Charlie Sifford, who only wanted a chance to play and who broke the color barrier in golf as the first black PGA Tour member, died Tuesday night, the PGA of America said.
Sifford, who recently had suffered a stroke, was 92. Details of his death and funeral arrangements were not immediately available.
"His love of golf, despite many barriers in his path, strengthened him as he became a beacon for diversity in our game," PGA of America president Derek Sprague said. "By his courage, Dr. Sifford inspired others to follow their dreams. Golf was fortunate to have had this exceptional American in our midst."
A proud man who endured racial taunts and threats, Sifford set modest goals and achieved more than he had imagined.

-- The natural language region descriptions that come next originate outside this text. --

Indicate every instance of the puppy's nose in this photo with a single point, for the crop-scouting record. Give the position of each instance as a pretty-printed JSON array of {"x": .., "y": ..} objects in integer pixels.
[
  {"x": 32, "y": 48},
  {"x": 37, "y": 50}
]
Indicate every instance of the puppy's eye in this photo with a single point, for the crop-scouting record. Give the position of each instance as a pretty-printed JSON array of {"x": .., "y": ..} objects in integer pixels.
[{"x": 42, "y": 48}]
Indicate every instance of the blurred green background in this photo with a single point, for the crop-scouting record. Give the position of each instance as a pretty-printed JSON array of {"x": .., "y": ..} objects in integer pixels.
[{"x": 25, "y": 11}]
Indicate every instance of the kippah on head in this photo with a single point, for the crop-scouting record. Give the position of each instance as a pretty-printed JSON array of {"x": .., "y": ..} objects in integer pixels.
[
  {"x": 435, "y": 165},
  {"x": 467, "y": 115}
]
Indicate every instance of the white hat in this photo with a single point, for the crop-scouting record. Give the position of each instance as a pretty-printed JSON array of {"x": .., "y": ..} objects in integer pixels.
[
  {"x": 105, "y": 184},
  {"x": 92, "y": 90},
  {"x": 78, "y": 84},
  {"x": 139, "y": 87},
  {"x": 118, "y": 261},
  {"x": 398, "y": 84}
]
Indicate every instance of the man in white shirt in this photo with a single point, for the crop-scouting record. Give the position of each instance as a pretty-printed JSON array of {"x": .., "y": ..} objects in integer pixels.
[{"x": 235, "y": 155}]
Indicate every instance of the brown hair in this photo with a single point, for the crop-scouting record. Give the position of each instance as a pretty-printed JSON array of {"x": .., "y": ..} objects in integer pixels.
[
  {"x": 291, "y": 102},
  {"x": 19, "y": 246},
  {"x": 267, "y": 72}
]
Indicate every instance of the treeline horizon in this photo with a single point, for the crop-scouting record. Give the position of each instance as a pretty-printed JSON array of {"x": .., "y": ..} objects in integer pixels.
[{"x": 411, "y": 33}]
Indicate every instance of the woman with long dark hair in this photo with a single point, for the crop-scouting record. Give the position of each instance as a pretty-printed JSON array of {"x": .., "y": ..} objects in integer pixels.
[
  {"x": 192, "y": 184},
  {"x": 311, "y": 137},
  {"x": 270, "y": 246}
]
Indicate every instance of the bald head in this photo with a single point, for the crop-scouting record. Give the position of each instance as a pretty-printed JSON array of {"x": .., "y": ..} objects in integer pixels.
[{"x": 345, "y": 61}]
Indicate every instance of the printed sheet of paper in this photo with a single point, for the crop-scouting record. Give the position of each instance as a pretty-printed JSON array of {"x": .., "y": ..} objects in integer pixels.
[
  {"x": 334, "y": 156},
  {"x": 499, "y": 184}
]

Sifford challenged the Caucasian-only clause, and the PGA rescinded it in 1961. He won the Greater Hartford Open in 1967 and the Los Angeles Open in 1969. He also won the 1975 Senior PGA Championship, five years before the Champions Tour was created.
His career was fully recognized in 2004 when he became the first African-American inducted into the World Golf Hall of Fame. This past November, President Barack Obama presented him with the Presidential Medal of Freedom. Jack Nicklaus and Arnold Palmer are the only other golfers who received that honor.
Mr Charlie Sifford died tonite, the greatest African American Golfer most of you never heard of. RIP, Sir! #Presidential Medal of Honor
— Samuel L. Jackson (@SamuelLJackson) February 4, 2015
"Charlie won tournaments, but more important, he broke a barrier," Nicklaus once said. "I think what Charlie Sifford has brought to his game has been monumental."
The one goal that eluded him was a chance to play in the Masters, which did not invite its first black player until Lee Elder in 1975. Sifford remained bitter, although the pain was eased when Tiger Woods won the first of his four green jackets in 1997.
Woods often has said he would not have played golf if not for Sifford and other black pioneers.
"It's been tough. Very tough," Woods said in a statement Wednesday. "As I've alluded to in the past, he's like my grandpa that I never had. And it's been a long night and it's going to be a long few days.
"But he fought, and what he did, the courage it took for him to stick with it and be out here and play, I probably wouldn't be here, my dad wouldn't have picked up the game, who knows if the clause would still exist or not. But he broke it down."
The road was never easy.
Sifford was born on June 22, 1922, in Charlotte, North Carolina. He worked as a caddie and dominated the all-black United Golfers Association, winning five straight national titles. He longed to play against the best players, only to run into the same barrier that Teddy Rhodes and Bill Spiller faced -- the Caucasian-only clause.
In his autobiography, "Just Let Me Play," Sifford told of meeting Jackie Robinson in California about the time Robinson was trying to break the color barrier in baseball.
"He asked me if I was a quitter," Sifford wrote. "I told him no. He said, 'If you're not a quitter, you're probably going to experience some things that will make you want to quit.'"
During the 1952 Phoenix Open, one of the few events in which black golfers could play, Sifford found human feces in the cup when he got to the first green. He received death threats over the phone at the 1961 Greater Greensboro Open and heard racial slurs as he walked the fairways. He finished fourth, and didn't quit.
He was beloved by some of golf's biggest stars, including Nicklaus and Palmer.
During his Hall of Fame induction ceremony, Sifford told of his first meeting with Palmer. They were playing in the 1955 Canadian Open, and Sifford opened with a 63 to lead Palmer by 1 shot. He recalled Palmer standing in front of the scoreboard saying, "Charlie Sifford? How the hell did he shoot 63?"
"I'm standing right behind him," Sifford said. "I said, 'The same damn way you shot 64.' That's how we met."
Sifford also received an honorary doctorate degree from the University of St. Andrews in Scotland for his career as a pioneer.
He often attended the Bridgestone Invitational at Firestone, not far from his home in Ohio. During an interview with the AP in 2000, Sifford said he was proud of the role he played in making the PGA Tour accessible to African-Americans.
"If I hadn't acted like a professional when they sent me out, if I did something crazy, there would never be any blacks playing," he said. "I toughed it out. I'm proud of it. All those people were against me, and I'm looking down on them now."
The White House released a statement from President Obama on Wednesday.
"Charlie was the first African-American to earn a PGA Tour card -- often facing indignity and injustice even as he faced the competition," the statement read. "Though his best golf was already behind him, he proved that he belonged, winning twice on tour and blazing a trail for future generations of athletes in America. I was honored to award Charlie the Presidential Medal of Freedom last year -- for altering the course of the sport and the country he loved. Our thoughts and prayers are with his family, his friends, and his fans."
Information from The Associated Press was used in this report.